Среди лабораторных методов, необходимых для установления специфичности реакции, наибольшее признание имеет обнаружение антител к белкам оболочки ВИЧ-1- gp41, gp120, gp160, и ВИЧ-2 - gp36, gp105, gp140.
ВОЗ считает положительными сыворотки, в которых методом иммунного блотинга обнаруживаются антитела к каким-либо двум гликопротеидам ВИЧ. Согласно этим рекомендациям, при наличии реакции только с одним из белков оболочки (гп 160, гп 120, гп 41) в сочетании или без реакции с другими белками, результат считается сомнительным и рекомендуется повторное исследование, используя набор другой серии или другой фирмы. Если и после этого результат остается сомнительным, рекомендуется наблюдение в течение 6 месяцев (исследования через 3 месяца).

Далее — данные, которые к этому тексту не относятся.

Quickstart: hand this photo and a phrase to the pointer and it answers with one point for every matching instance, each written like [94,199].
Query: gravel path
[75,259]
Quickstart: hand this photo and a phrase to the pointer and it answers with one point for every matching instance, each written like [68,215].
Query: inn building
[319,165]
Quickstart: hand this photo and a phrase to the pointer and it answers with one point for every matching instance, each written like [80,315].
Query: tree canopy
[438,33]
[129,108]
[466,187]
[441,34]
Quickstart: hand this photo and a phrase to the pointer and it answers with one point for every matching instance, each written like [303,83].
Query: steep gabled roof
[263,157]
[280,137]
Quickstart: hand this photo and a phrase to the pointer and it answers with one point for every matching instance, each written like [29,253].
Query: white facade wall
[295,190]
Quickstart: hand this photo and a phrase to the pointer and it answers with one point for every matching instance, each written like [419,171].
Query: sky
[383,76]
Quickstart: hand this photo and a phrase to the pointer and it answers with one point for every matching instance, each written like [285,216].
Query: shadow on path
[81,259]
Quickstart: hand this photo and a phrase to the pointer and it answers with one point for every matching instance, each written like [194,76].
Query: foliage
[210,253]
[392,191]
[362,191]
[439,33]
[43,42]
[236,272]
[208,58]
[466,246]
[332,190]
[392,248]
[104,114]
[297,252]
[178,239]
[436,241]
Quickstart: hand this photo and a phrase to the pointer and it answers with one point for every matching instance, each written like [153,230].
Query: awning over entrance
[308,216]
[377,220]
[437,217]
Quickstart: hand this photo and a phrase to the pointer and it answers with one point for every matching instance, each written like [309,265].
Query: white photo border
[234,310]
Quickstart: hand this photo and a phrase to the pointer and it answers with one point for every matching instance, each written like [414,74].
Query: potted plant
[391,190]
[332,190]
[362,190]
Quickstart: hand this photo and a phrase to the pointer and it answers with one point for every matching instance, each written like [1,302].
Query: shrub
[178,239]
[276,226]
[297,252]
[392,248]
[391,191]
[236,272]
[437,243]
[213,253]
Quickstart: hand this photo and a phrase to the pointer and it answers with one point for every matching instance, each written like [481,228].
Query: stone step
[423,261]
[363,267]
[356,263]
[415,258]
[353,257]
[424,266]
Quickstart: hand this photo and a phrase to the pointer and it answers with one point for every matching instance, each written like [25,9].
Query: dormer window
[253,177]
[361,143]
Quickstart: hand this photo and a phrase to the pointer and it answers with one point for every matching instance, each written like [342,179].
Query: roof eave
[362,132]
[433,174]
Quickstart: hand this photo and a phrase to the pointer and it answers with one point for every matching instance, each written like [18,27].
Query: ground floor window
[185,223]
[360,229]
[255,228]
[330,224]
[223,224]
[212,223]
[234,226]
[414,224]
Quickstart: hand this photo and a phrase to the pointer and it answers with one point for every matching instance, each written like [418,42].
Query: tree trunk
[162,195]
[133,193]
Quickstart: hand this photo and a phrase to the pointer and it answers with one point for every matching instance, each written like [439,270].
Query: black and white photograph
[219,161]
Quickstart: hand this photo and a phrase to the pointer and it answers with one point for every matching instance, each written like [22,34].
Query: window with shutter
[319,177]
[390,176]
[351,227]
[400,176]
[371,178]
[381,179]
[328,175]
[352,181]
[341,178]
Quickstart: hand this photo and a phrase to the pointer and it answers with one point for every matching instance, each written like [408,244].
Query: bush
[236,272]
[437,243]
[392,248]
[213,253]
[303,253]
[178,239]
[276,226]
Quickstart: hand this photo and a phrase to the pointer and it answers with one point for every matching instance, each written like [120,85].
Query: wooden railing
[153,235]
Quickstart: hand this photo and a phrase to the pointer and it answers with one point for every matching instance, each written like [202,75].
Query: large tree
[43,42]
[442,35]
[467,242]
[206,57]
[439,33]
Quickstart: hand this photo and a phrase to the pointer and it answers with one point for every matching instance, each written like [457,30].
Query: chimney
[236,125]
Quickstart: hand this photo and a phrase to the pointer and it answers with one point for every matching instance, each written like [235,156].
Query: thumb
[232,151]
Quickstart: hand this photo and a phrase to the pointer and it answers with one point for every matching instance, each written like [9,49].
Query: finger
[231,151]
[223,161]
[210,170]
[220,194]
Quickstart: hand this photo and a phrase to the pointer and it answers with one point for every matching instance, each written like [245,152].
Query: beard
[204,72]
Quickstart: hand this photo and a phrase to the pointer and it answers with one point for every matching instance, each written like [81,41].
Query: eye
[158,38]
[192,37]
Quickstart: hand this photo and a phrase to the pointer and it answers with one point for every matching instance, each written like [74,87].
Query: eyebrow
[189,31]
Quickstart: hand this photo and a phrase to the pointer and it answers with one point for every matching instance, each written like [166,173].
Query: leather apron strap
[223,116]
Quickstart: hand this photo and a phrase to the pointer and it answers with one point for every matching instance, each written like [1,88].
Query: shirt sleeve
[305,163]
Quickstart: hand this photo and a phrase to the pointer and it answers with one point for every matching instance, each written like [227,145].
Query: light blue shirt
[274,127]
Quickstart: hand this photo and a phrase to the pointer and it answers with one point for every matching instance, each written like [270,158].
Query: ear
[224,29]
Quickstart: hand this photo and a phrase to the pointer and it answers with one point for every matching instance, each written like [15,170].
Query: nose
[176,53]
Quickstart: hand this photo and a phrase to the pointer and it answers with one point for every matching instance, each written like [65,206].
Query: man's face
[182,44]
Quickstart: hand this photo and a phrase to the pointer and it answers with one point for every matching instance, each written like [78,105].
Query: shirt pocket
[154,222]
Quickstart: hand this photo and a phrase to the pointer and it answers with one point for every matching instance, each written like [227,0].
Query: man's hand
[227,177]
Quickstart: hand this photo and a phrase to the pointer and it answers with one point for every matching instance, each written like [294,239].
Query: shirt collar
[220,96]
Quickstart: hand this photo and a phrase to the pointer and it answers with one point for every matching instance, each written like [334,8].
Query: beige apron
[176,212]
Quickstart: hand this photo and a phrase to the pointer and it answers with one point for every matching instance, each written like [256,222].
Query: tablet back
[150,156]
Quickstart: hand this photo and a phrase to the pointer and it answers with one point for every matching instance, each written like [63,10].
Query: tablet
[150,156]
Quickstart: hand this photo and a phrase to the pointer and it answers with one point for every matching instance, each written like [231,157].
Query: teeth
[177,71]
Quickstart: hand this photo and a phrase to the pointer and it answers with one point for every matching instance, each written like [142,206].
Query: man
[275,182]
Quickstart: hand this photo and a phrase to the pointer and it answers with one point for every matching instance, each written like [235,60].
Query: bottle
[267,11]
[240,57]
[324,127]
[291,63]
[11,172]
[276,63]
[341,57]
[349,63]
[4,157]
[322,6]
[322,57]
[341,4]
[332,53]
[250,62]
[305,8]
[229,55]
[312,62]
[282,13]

Наличие положительной реакции с антигеном p24 может указывать на период сероконверсии, так как антитела именно к этому белку иногда появляются первыми. В этом случае рекомендуется, в зависимости от клинических и эпидемиологических данных, повторить исследование с образцом сыворотки, взятым как минимум через 2 недели, и это является как раз тем случаем, когда при ВИЧ-инфекции необходимо исследование парных сывороток.
Положительные реакции с белками gag и pol без наличия реакции с белками env могут отражать стадию ранней сероконверсии, а также может указывать на ВИЧ-2 инфекцию или на неспецифическую реакцию. Лиц с такими результатами после тестирования на ВИЧ-2 повторно исследуют через 3 месяца (в течение 6 месяцев).
Иммунный блоттинг (иммуноблот, Western Blot, вестерн-блот) - сочетает в себе иммуноферментный анализ (ИФА) с предварительным электрофоретическим переносом на нитроцеллюлозную полоску (стрип) антигенов вируса.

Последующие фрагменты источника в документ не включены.